The difference between voom and limma-trend is somewhat subtle. Not all the subtlety can be explained in the 1-2-3 workflow, but I wish you wouldn't be quite so ready to assume we have carelessly labelled the same quantity differently in different plots and that you would need to rewrite our package for us.

In a standard voom analysis the plotSA would not be used at all. voom already incorporates the mean-variance trend into the weights, meaning that there is nothing to see in the SA plot. The SA plot was included in the 1-2-3 workflow just for extra exposition, to demonstrate that the trend is gone. You don't need to keep demonstrating that for every new analysis you might do. If you need to teach voom to a beginner audience, I would suggest omitting the SA plot entirely.

The quantity log(CPM + 0.5) is not used anywhere in the limma package. You can read the correct formula in the article above and and it is briefly indicated on the voom help page also, which tells you that the offset of 0.5 is applied to the counts rather than to the CPMs.

lmFit, eBayes and plotSA are core limma functions that are not specific to voom output or to RNA-seq analysis. The x-axis of the plotSA plot is the same as the AveExpr column returned by topTable and it is documented by help("topTable") or by help("MArrayLM-class"). It is also documented in the limma User's Guide. It is simply the row-wise averages of the log-expression values input to lmFit. In the case of a voom analysis, it is indeed simply the average of the logCPM values as returned by voom.

Sorry for the offense--it was completely unintentional. I've just started to work in this sphere so I'm still trying to get a handle on code, math, and statistics. Given the sqrt(sigma) y-axis label on the plotSA graph, I just wasn't sure if it was just a different way expressing the same thing. That being said, it's my fault for forgetting there are published literature for each of these packages that goes into the detailed math, besides just the help code, vignettes, and user guides.

Based on what you said, I think I misunderstood the point of that exposition then. I thought it was suggesting that in an analysis, it's worth comparing the 2 plots to check that the variance trend had disappeared/decreased as proof of principle, but I think you're saying that's unnecessary. I was considering it in the context of explaining my results to collaborators/PIs who have no experience with these packages and their output, who would inevitably ask questions like why are the axes different and what does it mean--which I wasn't prepared to answer.

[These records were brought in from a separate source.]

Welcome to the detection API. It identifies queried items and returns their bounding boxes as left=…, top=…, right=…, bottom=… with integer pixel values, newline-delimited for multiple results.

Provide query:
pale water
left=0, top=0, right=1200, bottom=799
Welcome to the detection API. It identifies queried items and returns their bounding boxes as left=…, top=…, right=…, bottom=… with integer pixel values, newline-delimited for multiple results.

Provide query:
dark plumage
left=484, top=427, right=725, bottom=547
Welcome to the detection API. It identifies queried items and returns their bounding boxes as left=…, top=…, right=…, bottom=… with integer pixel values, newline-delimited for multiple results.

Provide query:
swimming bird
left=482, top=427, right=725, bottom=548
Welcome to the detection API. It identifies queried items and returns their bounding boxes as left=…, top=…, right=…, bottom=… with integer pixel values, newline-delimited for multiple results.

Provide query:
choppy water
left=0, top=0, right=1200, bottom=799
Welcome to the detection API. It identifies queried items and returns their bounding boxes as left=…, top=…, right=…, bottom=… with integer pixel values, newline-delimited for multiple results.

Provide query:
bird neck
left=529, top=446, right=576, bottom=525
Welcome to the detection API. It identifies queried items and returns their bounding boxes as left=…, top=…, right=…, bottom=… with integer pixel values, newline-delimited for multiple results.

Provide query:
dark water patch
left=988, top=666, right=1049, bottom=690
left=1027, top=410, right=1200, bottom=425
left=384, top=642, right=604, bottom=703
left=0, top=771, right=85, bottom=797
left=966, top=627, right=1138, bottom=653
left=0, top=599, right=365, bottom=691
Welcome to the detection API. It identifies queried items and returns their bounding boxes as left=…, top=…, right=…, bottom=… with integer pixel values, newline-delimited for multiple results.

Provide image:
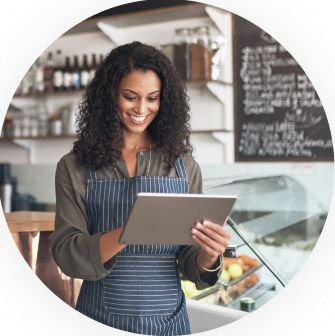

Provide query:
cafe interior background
left=0, top=1, right=333, bottom=331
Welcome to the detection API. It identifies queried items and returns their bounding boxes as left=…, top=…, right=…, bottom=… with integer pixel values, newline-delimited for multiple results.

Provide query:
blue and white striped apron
left=76, top=158, right=190, bottom=335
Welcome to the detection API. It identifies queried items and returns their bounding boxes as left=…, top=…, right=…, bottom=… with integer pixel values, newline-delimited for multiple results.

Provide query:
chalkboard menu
left=234, top=16, right=333, bottom=161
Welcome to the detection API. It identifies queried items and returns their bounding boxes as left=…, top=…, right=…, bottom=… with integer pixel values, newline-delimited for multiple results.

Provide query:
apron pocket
left=103, top=255, right=178, bottom=316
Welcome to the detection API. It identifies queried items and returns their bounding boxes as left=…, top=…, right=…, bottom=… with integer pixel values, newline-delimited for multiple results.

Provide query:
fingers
left=192, top=221, right=230, bottom=257
left=192, top=235, right=223, bottom=260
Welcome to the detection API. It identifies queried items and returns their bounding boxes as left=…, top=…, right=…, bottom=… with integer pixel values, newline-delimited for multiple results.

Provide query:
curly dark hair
left=73, top=42, right=192, bottom=169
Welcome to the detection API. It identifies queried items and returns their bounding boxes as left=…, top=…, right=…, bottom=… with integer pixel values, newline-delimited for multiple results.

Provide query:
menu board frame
left=232, top=15, right=334, bottom=162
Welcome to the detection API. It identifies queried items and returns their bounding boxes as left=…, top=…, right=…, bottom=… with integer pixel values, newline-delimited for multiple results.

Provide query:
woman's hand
left=191, top=220, right=231, bottom=273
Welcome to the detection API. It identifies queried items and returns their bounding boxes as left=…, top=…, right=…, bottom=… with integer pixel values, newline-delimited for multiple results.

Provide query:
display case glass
left=183, top=175, right=327, bottom=311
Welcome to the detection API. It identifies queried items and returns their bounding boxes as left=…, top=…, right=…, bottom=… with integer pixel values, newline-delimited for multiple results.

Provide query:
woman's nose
left=136, top=100, right=147, bottom=114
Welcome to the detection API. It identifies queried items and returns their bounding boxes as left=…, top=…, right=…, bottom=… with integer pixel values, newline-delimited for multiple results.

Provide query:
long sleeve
left=51, top=156, right=110, bottom=280
left=177, top=156, right=221, bottom=289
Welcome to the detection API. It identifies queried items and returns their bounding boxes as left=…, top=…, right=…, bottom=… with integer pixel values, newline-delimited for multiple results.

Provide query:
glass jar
left=191, top=26, right=212, bottom=81
left=173, top=28, right=191, bottom=80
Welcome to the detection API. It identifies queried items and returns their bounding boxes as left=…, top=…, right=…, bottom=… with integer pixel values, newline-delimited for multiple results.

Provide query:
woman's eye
left=124, top=96, right=136, bottom=101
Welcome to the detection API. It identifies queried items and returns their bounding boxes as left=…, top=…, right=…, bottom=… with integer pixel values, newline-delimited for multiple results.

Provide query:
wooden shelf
left=63, top=3, right=207, bottom=35
left=13, top=89, right=85, bottom=98
left=0, top=134, right=77, bottom=142
left=191, top=129, right=233, bottom=134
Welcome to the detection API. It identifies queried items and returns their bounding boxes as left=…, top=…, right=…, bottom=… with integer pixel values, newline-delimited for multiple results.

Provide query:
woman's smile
left=128, top=113, right=150, bottom=124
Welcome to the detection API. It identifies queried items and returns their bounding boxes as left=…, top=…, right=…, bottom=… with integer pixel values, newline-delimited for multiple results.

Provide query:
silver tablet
left=119, top=193, right=236, bottom=245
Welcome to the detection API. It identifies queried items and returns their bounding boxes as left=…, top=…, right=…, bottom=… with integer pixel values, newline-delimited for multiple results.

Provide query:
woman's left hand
left=191, top=220, right=231, bottom=273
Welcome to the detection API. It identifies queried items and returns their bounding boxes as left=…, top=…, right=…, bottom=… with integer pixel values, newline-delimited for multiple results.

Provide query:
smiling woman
left=52, top=42, right=230, bottom=335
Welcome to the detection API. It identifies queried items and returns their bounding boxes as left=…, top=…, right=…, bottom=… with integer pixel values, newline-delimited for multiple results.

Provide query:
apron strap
left=176, top=157, right=187, bottom=180
left=86, top=168, right=98, bottom=179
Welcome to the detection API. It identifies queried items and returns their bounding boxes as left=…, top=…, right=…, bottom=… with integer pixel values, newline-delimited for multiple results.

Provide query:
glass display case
left=182, top=175, right=327, bottom=311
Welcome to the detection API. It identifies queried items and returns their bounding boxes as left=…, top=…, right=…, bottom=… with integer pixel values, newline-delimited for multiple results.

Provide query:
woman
left=52, top=42, right=230, bottom=335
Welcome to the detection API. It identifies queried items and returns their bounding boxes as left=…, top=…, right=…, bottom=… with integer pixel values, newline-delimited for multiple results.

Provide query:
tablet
left=119, top=193, right=236, bottom=245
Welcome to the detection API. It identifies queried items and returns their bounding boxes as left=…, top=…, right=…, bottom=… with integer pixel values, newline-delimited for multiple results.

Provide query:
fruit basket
left=182, top=255, right=273, bottom=308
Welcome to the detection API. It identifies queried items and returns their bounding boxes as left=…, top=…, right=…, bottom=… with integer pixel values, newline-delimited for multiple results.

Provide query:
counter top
left=5, top=211, right=55, bottom=233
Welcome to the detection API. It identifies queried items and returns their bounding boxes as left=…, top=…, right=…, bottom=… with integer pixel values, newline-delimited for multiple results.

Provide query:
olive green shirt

And yes, the workflow has been successful. The results themselves are less exciting, but for that reason I wanted to be able to show the variance, density, and MDS plots to explain that I think the lack of exciting significant results has more to do with sample size than problems with the analysis itself.

In any case, thanks for the detailed answer! You guys are really good at keeping tabs on questions.